Em suma, longe de ser uma nação de mulheres e homens cordatos, o Brasil é um país de povo guerreiro, revoltado e violento, em muitos casos crítico ferrenho do mainstream, historicamente acostumado a pegar em armas contra a opressão. A ideia de “brasileiro cordial” é, na verdade, uma farsa. O que não significa que, sob a égide do modo de produção capitalista e conduzida por uma elite mal-intencionada, avessa aos estudos e preguiçosa, não haja uma massa populacional manipulada em diversos níveis, capturada na armadilha de um Estado com vocação para a necropolítica.

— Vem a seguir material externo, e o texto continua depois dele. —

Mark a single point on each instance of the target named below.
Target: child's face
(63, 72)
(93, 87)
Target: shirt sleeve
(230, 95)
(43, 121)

Muita embora seja evidentemente equivocada, essa concepção errônea tem uma finalidade na luta de classes. Para Jessé Souza, a hipótese de “brasileiro cordial” em Holanda é uma derivação da noção de “bom selvagem” de Jean-Jacques Rousseau. Enquanto a versão do iluminista francês servia como instituto fundamental para uma concepção de direito natural, em Holanda essa ideia é utilizada para compor uma ideologia de depreciação da identidade nacional. O objetivo amplo dessa ideologia é justificar a submissão do povo à aquela mesma elite, bem como do Brasil às nações imperialistas.
O que mostram a história insurrecionista do Brasil, a violência de suas grandes cidades hoje em dia, bem como a tradição de pensamento social crítico, é que a hipótese do “homem cordial” de Holanda é simplesmente equivocada. O fato de ter se tornado o pilar da teoria do patrimonialismo é evidência de que uma (parcela) de elite nacional precisa justificar ideologicamente o injustificável: a dominação sobre o povo, a demonização do Estado, a subserviência ao imperialismo e os preconceitos regionais que ainda hoje perduram. Em verdade, a população brasileira luta diariamente por sua vida e interesses, a ferro e fogo se necessário. E esse é o medo maior de nossos capitalistas.
1 HOLANDA, S. B. de. Raízes do Brasil. São Paulo: Companhia das Letras, 2016.
2 SOUZA, J. A tolice da inteligência brasileira: ou como o país se deixa manipular pela elite. São Paulo: Leya, 2015.